La cinta atemorizó a Aaron Lake. La lectura de las cartas de Ricky y la contemplación de su bello rostro le habían producido una nerviosa emoción. El muchacho estaba muy lejos y lo más probable era que jamás se vieran. Podían ser amigos epistolares, jugar al escondite desde lejos e ir aproximándose poco a poco, por lo menos, eso era lo que se proponía hacer Lake al principio.

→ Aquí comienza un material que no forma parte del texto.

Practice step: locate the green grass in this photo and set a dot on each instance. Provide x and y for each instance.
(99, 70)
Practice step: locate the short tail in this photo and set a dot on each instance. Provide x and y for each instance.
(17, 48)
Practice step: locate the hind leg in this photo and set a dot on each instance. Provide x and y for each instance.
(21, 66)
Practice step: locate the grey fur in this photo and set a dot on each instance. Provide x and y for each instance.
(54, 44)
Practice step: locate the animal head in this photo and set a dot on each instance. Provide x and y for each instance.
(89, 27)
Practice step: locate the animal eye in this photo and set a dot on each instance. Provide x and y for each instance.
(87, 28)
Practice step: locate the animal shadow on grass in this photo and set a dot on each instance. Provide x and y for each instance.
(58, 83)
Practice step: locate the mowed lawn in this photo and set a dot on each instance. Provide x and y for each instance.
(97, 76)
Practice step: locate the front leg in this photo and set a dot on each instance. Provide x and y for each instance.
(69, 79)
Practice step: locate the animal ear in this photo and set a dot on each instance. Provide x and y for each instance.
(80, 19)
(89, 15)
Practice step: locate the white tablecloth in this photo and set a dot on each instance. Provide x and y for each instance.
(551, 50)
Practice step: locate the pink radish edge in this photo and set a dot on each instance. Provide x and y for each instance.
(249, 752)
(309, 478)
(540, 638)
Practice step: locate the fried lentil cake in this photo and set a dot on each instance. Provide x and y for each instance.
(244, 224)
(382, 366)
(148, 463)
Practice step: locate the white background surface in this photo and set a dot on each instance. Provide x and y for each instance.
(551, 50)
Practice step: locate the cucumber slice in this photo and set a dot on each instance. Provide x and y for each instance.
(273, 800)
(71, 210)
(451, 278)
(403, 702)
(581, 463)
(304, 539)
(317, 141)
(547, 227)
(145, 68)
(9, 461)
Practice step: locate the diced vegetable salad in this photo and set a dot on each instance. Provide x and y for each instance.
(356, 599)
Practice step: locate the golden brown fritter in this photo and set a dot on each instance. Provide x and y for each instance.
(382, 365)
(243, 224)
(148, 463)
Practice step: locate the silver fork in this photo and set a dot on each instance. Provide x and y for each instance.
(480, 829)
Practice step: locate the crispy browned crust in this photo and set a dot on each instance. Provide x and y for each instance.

Sin embargo, el hecho de oír la voz de Ricky se lo había hecho sentir mucho más cerca y lo había alarmado. Lo que había empezado meses atrás como un curioso jueguecito encerraba ahora unas horribles posibilidades. Era demasiado peligroso. Se echó a temblar ante la idea de que lo descubrieran.
Con todo, le parecía imposible. Estaba muy bien escondido detrás de la máscara de Al Konyers. Ricky no sabía quién era. En la cinta le decía Al eso y Al lo otro. El apartado de correos era su escudo.
No obstante, debía terminar con todo aquello. Por lo menos, de momento.
El Boeing estaba atestado de bien pagados colaboradores de Lake. No se fabricaban aparatos lo bastante grandes como para trasladar a todo su séquito. Si hubiera alquilado un 747, en cuestión de un par de días, este se habría llenado de miembros del CAP-D, consultores, asesores y encuestadores, por no mencionar el cada vez más numeroso ejército de guardaespaldas del servicio secreto.
Cuantas más primarias ganaba, tanto más pesaba su avión. Quizá le conviniera perder en un par de estados para poder soltar lastre.
En la oscuridad del aparato, Lake se tomó un zumo de tomate y decidió escribir a Ricky una carta de despedida. Le expresaría sus mejores deseos y daría por terminada la correspondencia. ¿Qué podía hacer aquel chico?
Estuvo tentado de redactar la nota allí mismo, acomodado en su mullido asiento giratorio y con los pies levantados. Sin embargo, en cualquier momento podía aparecer un asistente para comunicarle casi sin resuello una información que el candidato debía conocer inmediatamente. Carecía de intimidad. No disponía de tiempo para pensar, holgazanear o soñar despierto. Todos los pensamientos agradables eran interrumpidos por los resultados de una nueva encuesta, una noticia de última hora o la urgente necesidad de tomar una decisión.
Estaba seguro de que en la Casa Blanca podría esconderse. En otras ocasiones ya había sido ocupada por solitarios.